A melting pot of news…

So I thought I’d post again to update you on everything I didn’t manage to fit into Monday’s post (which is quite a lot!).

Firstly then, an update on how I am feeling – not too bad thanks. The radiotherapy certainly seems to have had a positive impact on the brain situation – I’ve not really had any head aches or pressure since the treatment. I have reduced my steroids to half the original dose, and stopped taking codeine about a week ago (leaving me just taking paracetamol in terms of pain relief for my back). Cutting down on the steroids has had a positive impact in terms of reducing my appetite (back down from six meals a day to a paltry three!), and reduced considerably the profuse sweating (a bonus for everyone who has to come near me). The plan is I gradually keep reducing the dose until, hopefully, I can come off them entirely.

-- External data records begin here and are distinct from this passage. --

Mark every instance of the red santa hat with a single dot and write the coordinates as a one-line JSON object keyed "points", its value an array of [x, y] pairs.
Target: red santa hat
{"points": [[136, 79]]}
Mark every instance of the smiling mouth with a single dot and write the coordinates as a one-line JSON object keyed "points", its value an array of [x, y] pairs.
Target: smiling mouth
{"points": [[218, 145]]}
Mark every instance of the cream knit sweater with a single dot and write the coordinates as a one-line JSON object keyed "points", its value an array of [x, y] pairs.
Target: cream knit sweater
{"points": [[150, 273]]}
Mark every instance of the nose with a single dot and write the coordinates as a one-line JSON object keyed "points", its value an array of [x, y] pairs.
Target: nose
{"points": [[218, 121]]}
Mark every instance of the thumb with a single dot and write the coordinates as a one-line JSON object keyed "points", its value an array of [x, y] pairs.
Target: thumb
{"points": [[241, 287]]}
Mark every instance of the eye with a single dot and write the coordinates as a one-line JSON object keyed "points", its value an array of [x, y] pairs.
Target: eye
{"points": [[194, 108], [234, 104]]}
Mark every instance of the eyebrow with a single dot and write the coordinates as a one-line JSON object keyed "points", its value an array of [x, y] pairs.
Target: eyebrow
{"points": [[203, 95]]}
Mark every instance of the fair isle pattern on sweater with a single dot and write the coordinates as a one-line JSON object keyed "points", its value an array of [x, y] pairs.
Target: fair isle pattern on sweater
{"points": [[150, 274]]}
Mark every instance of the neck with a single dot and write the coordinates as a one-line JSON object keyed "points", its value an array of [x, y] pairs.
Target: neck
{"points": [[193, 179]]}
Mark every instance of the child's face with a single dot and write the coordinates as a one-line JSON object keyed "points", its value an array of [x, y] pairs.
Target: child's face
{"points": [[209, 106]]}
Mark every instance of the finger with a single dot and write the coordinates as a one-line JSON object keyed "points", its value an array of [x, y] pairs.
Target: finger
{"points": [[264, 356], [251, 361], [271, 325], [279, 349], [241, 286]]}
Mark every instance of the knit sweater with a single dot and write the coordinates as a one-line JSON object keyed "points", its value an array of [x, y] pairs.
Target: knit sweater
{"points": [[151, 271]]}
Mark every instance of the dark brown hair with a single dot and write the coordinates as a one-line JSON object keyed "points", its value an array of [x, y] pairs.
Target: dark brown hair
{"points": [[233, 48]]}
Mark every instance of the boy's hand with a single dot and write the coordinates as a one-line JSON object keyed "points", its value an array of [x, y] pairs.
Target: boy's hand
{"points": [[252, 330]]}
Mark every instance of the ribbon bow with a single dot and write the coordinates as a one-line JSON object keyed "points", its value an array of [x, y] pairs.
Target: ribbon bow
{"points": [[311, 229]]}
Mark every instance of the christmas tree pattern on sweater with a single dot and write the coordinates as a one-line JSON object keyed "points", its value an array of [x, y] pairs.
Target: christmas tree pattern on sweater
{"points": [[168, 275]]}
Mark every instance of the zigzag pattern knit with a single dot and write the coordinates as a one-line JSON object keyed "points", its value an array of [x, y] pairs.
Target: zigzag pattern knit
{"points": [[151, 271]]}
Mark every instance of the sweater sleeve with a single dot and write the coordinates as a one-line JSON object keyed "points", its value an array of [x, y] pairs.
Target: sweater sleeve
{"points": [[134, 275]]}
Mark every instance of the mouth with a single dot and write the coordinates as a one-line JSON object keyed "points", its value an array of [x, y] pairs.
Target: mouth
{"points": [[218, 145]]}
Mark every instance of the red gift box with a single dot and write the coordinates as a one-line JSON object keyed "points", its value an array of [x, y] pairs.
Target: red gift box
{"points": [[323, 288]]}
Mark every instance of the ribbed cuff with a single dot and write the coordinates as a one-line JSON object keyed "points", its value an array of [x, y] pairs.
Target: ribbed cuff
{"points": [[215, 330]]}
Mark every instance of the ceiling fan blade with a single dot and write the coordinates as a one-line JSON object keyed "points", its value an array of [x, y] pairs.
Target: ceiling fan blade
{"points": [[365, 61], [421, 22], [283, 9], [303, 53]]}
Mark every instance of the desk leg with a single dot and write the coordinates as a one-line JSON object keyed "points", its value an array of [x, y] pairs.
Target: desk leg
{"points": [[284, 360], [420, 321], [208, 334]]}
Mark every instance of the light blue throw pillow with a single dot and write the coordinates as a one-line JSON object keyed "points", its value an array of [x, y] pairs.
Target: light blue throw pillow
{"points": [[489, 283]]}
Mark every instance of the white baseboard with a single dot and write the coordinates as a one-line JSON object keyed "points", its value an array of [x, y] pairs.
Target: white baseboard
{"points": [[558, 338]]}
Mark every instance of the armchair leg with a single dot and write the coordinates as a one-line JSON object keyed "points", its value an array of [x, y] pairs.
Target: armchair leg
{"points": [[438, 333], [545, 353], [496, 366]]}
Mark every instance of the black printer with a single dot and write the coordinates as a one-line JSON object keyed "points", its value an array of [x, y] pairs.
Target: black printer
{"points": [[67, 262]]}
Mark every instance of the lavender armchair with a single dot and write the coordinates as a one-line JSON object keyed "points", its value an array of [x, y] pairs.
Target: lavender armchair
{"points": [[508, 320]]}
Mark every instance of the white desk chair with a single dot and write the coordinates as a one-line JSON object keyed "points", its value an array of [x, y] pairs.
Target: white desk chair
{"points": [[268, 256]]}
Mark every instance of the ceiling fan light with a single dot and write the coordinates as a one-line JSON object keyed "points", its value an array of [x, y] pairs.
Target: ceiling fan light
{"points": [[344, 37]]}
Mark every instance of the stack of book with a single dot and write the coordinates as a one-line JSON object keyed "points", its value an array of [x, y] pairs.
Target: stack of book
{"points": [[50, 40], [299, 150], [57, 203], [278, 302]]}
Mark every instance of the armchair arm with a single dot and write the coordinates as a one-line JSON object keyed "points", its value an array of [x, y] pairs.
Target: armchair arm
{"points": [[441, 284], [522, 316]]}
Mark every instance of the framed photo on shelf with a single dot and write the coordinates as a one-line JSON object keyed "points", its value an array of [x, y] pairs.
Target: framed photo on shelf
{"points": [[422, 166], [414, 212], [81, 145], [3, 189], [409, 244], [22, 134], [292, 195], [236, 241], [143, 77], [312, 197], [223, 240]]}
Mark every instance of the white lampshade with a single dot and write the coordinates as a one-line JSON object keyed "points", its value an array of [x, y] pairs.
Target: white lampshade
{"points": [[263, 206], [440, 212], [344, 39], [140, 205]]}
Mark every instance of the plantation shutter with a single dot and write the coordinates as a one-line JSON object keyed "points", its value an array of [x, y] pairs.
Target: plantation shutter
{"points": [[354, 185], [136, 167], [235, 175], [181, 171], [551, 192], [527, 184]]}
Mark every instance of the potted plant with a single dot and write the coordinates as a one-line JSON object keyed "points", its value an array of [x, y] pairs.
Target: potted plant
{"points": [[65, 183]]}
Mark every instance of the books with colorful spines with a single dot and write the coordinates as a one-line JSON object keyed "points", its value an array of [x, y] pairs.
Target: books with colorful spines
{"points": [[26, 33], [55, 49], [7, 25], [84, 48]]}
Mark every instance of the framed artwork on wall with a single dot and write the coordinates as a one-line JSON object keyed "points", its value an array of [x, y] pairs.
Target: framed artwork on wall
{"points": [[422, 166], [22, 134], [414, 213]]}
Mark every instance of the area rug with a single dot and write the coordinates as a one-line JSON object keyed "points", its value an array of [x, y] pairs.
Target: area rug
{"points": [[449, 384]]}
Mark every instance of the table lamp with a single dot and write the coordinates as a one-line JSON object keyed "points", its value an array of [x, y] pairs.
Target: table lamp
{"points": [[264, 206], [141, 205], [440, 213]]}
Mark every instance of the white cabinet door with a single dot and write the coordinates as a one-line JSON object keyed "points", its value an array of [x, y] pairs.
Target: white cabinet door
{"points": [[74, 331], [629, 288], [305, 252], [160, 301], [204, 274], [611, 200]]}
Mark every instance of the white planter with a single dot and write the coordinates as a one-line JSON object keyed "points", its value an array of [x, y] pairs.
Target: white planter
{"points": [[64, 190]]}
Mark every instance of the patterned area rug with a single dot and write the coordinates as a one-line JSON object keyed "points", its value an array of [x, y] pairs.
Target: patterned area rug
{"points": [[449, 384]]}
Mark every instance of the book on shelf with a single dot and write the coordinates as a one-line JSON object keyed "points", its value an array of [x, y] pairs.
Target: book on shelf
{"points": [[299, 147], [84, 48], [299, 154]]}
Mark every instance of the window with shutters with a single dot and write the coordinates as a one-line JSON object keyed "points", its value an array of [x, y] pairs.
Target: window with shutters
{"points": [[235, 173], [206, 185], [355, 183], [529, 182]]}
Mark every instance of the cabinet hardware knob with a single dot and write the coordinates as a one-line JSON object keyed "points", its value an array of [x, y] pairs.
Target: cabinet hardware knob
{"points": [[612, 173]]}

Unfortunately I still have the excess weight gained during my rabid, non-stop eating phase while on the higher dose. I have generally put on weight, but another effect of the steroids is that it tends to collect in certain areas – for example round the cheeks and neck, which means I now have an almost perfectly spherical face. I have also developed a ‘hump’ on the back of the neck. This is all part of ‘Cushing’s syndrome’, which occurs as a result of prolonged excessive exposure to the hormone cortisol (i.e. the steroids). I didn’t realise I had a hump, until reading aloud the symptoms of Cushing’s syndrome from Wikipedia – at which point Sally confirmed that, yes, indeed I did have a little camel hump. Only unlike for a camel it serves no useful purpose for me, not even as a small makeshift pillow for hospital waiting rooms.

In addition to my round face, I have lost my hair due to the radiotherapy. They said it might fall out, or thin, or do nothing (covering all bases there then). It started to fall out Tuesday last week – thinking it might just thin a bit, I tried to just get all the loose hair out in the shower. Putting wax in it after my shower resulted in very hairy palms. Wednesday I did the same, and tried again on Thursday – only that time there wasn’t an end to the loose hair, it didn’t stop coming out. As we were off to the Marsden I had to make the best of what was left – but I did look a bit mangy, complete with bald patches that merged with other bald patches throughout the day. So Friday morning we went at it with clippers and a razor, and took the lot off.

I am quite enjoying my new look – partly due to novelty value (probably not something I would have tried otherwise), and partly because I now have more reason to make use of a fine and varied collection of hats (not so much to hide it, more to protect my newly exposed scalp from the newly exposed sun). I do still find myself slapping shampoo on my head in the shower, before remembering that it’s no longer necessary.

The shaved head in conjunction with the round face does mean I now bear a striking likeness to the full moon. For a small fee I am currently available for any lunar-themed kids parties or events.

The vision situation hasn’t improved, and I managed (with some effort!) to get the doctors to admit that it probably now won’t. They said the steroids might help it – but once I pointed out that I have been on high dose steroids for the best part of a month, with no improvement, they admitted it was unlikely to return. Which isn’t great, but in truth if I get out of this with slightly impaired vision, I’d take that in an instant. I’m starting to learn to compensate for it and so it has been bothering me less of late.

The radiotherapy did take it out of me a bit last week – although not to the degree of ‘withering wreck’ (hopefully I am safe from having to eat those words). I didn’t feel too bad, but there was an underlying level of tiredness. This week my energy levels seem closer to normal, which is reassuring. The doctors also seemed sure that any reduced energy was due to the treatment, rather than anything more sinister.

And finally my back seems to be fairly stable at the moment, perhaps having even improved recently. I still can’t stand still in one place for a prolonged period without getting pains down the legs, but in terms of mobility I have been fairly active over the last few days, and it has given me very little grief.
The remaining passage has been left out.